Laddove il giudice amministrativo decida, similmente a quanto fatto negli anni dal giudice civile per la liquidazione del danno alla salute, di adottare una apposita “ tabella” per la liquidazione del danno non patrimoniale per mancata o parziale assegnazione delle ore di sostegno dovute in base alla patologia ad un alunno portatore di handicap ai sensi dell’art. 3 della legge 5 febbraio 1992 n. 104, deve individuare il valore economico del “punto base” e il concreto incremento del punto in funzione dei parametri di aggravamento predeterminati, che sono; a) la sofferenza patita per la privazione, secondo una scala che tenga conto della lesione da danno dinamico-relazionale; b) la sofferenza morale subita, la quale, una volta accertata, corrisponde a una percentuale del danno di cui al punto a). Tale sistema ha il vantaggio di fornire una unità liquidativa complessiva e comunque equitativa, basata su due differenti fattispecie (danno da relazione e danno da sofferenza) che continuano ad essere diverse sotto un profilo fenomenologico e, come tali, autonomamente accertate, ma mantengono unitarietà nella liquidazione, così consentendo il rispetto del principio dell’unità del danno patrimoniale, sia pur entro il limitato aspetto liquidativo. Il giudice può liberamente graduare i cd. punti scala, abbinando loro un diverso livello risarcitorio ancorato a un parametro oggettivo che sia adeguato, per tipologia, al caso concreto.

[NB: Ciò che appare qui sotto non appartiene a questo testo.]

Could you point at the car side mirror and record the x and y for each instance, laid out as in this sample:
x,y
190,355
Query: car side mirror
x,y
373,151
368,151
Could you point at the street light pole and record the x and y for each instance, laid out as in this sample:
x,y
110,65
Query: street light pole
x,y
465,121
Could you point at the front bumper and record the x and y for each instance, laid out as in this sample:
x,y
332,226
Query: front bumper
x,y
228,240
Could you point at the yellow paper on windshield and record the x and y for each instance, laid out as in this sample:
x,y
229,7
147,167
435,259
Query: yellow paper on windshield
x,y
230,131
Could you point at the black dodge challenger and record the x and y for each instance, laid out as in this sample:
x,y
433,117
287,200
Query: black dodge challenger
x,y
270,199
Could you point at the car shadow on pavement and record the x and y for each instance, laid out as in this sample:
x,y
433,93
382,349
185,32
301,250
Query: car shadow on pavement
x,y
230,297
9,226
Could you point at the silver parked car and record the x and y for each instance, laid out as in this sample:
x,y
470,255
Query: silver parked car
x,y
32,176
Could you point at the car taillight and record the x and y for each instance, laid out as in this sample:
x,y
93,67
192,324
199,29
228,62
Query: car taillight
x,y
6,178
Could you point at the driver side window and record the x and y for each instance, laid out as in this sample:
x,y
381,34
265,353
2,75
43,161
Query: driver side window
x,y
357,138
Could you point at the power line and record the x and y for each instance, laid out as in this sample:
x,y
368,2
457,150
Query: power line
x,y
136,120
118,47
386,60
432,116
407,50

Laddove, invece, il giudice amministrativo costruisca una apposita “ tabella” per la liquidazione del danno non patrimoniale per mancata o parziale assegnazione delle ore di sostegno dovute in base alla patologia ad un alunno portatore di handicap ai sensi dell’art. 3 della legge 5 febbraio 1992 n. 104, il cd. punto scala può essere parametrato alla “indennità di frequenza” di cui all’art. 1 della l. 11 ottobre 1990 n. 289 e fissato nella somma equitativa di euro 300,00. Per collocare il caso singolo all’interno della scala “ di sofferenza”, il giudice amministrativo può utilizzare quali parametri di valutazione: A) per il danno dinamico – relazionale: 1) il fattore “tempo della privazione”, da calcolarsi in termini di mesi o dell’intero anno scolastico; 2) l’eventuale reiterazione della mancata assegnazione laddove sia allegata dai ricorrenti la “recidiva” quale mancata o ritardata assegnazione anche negli anni scolastici precedenti; 3) la tipologia di disabilità (disabilità grave, art. 3 comma 3, oppure meno grave, art. 3 comma 1 della l. 104/92); 4) il grado di scuola frequentato (scuola dell’infanzia, scuola primaria, scuola secondaria di primo o secondo grado) e la classe di appartenenza, nonché il tempo trascorso a scuola (se siano ad esempio praticate terapie extra scolastiche o meno); 5) il contesto familiare di riferimento (se vi sia supporto della famiglia; se vi siano altri figli disabili; se i genitori lavorino tutti e due o meno). B) per il danno morale soggettivo da lesione all'integrità fisica, la quota è incrementata in via percentuale e progressiva per punto, individuando la percentuale di aumento di tali valori per la personalizzazione complessiva della liquidazione.